На улице бесилась буря. Гудела крыша под дождем, и дом ходил ходуном. Где-то с треском ломались ветви деревьев. Все звуки перекрывали хлесткие удары грома. При каждой вспышке молнии сирень под окном испуганно замирала. Но вот все проваливалось во тьму, и сирень обреченно билась мокрыми ветвями в стекло.
Лязгая зубами и содрогаясь от предчувствия неминуемой беды, Антон рванул на себя створки окна. Лопнул шпингалет, и в комнату ворвались дождь и грохот. Антон забрался на подоконник, оттолкнул от себя сирень и спрыгнул в сад. Не разбирая дороги, бежал он по раскисшим грядкам, оставляя за собой сбитые колышки и растоптанные цветы. Обдирая руки, перевалился через забор и ощутив во тьме перед собой простор, припустил так, что в ушах завыл ветер. Запахи ночного поля, мокрой травы он впитывал кожей, ноздри его раздувались, воздуха не хватало, к тому же он так сгустился, что бежать становилось все труднее и труднее. Антон пригнулся и стал помогать себе руками: он вцеплялся в мокрую траву и с силой рвал ее под себя. Ноги стали почти ненужными. Он уже плыл, летел над самой землей! Все быстрее и быстрее! И молнии рвали небо в клочья, и с ревом валилась с неба вода. Перевернувшись на спину, он вскинул руки к небу и закричал восторженно и страшно…
Сдавленный крик Антона отразился от грязных обоев, рассыпался на пыльном линолеуме и растворился в вязкой духоте июльской ночи. Рядом заворочалась жена и прижалась к Антону раскаленным телом. Он осторожно высвободился из объятий и лег поверх простыни.
Луна уже расправила легкие занавески и раму распахнутого окна. Духота стала нестерпимой. Ничего не было вокруг, кроме душной июльской ночи и огромной — в пол-окна, в полнеба, в полмира — луны.
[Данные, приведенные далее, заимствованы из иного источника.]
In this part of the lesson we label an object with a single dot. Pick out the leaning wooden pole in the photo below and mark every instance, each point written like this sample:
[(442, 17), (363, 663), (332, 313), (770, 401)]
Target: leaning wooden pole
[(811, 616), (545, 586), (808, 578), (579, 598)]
А на двенадцатом этаже бетонного небоскреба в душной комнате лежал и маялся бессонницей тридцатилетний инженер Антон Верхоянцев. И поскольку был он типичным неудачником, то думал о смысле жизни. В тридцать лет Антона осенило: ведь жизни-то нет! Подготовка одна лишь. Самообман. Будто в дороге. На вокзале ходишь — на часы смотришь: вот, дескать, поезд подойдет, посадку объявят. В поезд сел — на часы смотришь: вот тронется… Потом: вот приеду, а там уж… А что там? Что? Опять ведь на часы смотришь, ждешь чего-то, поджавшись, не снимая шляпу и не выпуская чемоданов из рук.
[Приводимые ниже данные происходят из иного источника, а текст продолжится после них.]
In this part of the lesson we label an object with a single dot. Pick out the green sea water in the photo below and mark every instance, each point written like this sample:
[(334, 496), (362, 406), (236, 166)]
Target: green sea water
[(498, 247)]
Поразился Антон, жизнь пересмотрел. Ужаснулся. Вся его жизнь представилась ему сплошным ожиданием на вокзале! Обозрел он и перспективы: ничего впереди, дорога одна со скучными проводниками и кислым борщом в алюминиевых бадейках.
Антон закрыл глаза, и мысли, скомканные, словно простыни, заполнили сознание. Работа… При мысли о ней у Антона даже скулы свело. День за днем он разрабатывал фрагменты электронных схем в НИИ, не видя, порой даже не зная, частью какого устройства станет блок, прошедший через его руки. Можно было бы выкарабкаться наверх: самому решать, что делать. Всего-то и нужно — защитить диссертацию. И сразу — свобода выбора, уйма времени, зарплата в три раза больше! Это же можно бросить подрабатывать дворником, перестать разгружать баржи. И уважение! Не просто инженер, — тьфу! Мальчик на побегушках! — а кандидат тех наук. Тех или этих… Не важно, каких… Четыре с половиной сотни вынь да положь! И перестанет пилить, Клавдия, и быстро дадут квартиру, значит, можно будет уехать из теткиной… Господи… и всего-навсего полторы сотни страниц машинописного текста. Пусть на особой бумаге, пусть с импортной копиркой, пусть совершенно бессмысленного, но ведь всего сто пятьдесят страниц… или три года. Быстрее не написать. А где их взять? И не окажутся ли эти три года работы над диссертацией самой злой формой ожидания? Этакой дорогой даже без борща в алюминиевых бадейках?
Антонова воля давно и безнадежно заблудилась в трех соснах выбора. Да и чего греха таить, не был уверен Антон, что получится у него с диссертацией. Не хватало в нем чего-то. Бывает же, что нет у человека музыкального слуха… Не слышит же, например, Клавдия в картинах, которые он рисует, звук. Тетка ее не слышит. Не услышал и искусствовед, приглашенный на первую и единственную выставку Антона. “Бред! Бред!..” — отмахивался он от попыток объяснить ему особенности этих картин. А картины, между тем, Антон писал удивительные. Если всмотреться в них, “войти”, как говорил сам Антон, то в какой-то момент возникал шорох листьев, если Антон написал, например, рощу, пели птицы. Или плескала вода. Если Антон писал девушку, то смотревшему слышались слова любви.